Announcements, Blockchain | July 3, 2018 By:

The Food Standards Agency (FSA) has successfully piloted a blockchain supply chain monitoring system, marking the first time the technology has been used as a regulatory tool to ensure compliance in the food sector.

The FSA, a non-ministerial government department of the UK, is responsible for protecting public health in relation to food in England, Wales and Northern Ireland. It is led by a board appointed to act in the public interest.

The blockchain pilot was implemented in an unnamed cattle slaughterhouse, where both the FSA and the slaughterhouse had permission to access data. According to the FSA, the pilot proved that blockchain can improve transparency across the food supply chain.

“This is a really exciting development. We thought that blockchain technology might add real value to a part of the food industry, such as a slaughterhouse, whose work requires a lot of inspection and collation of results,” said Sian Thomas, FSA Head of Information Management.

The FSA said it will be launching another blockchain pilot later this month which will give permission to farmers to access data about animals from their farm. In the future, the agency said it will attempt to replicate the program in other plants. The goal is to ensure that all those across the chain get the full benefit of the new way data is managed and accessed as permissioned data to the FSA, slaughterhouse and farmer.

Last year, the FSA established a Food and Distributed Ledger Technology (DLT) collaborative group to explore the use of blockchain in regulatory compliance of food.
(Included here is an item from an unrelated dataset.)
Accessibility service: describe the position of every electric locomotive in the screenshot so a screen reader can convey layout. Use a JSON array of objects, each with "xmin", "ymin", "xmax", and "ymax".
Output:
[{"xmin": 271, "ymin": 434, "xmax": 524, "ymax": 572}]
If the upcoming pilot proved to be a success, the FSA said the permanent use of the technology must be industry-led, as the current data model is used only for the collection and communication of inspection results.

“Our approach has been to develop data standards with industry that will make theory reality and I’m delighted that we’ve been able to show that blockchain does indeed work in this part of the food industry,” Thomas said. “I think there are great opportunities now for industry and government to work together to expand and develop this approach.”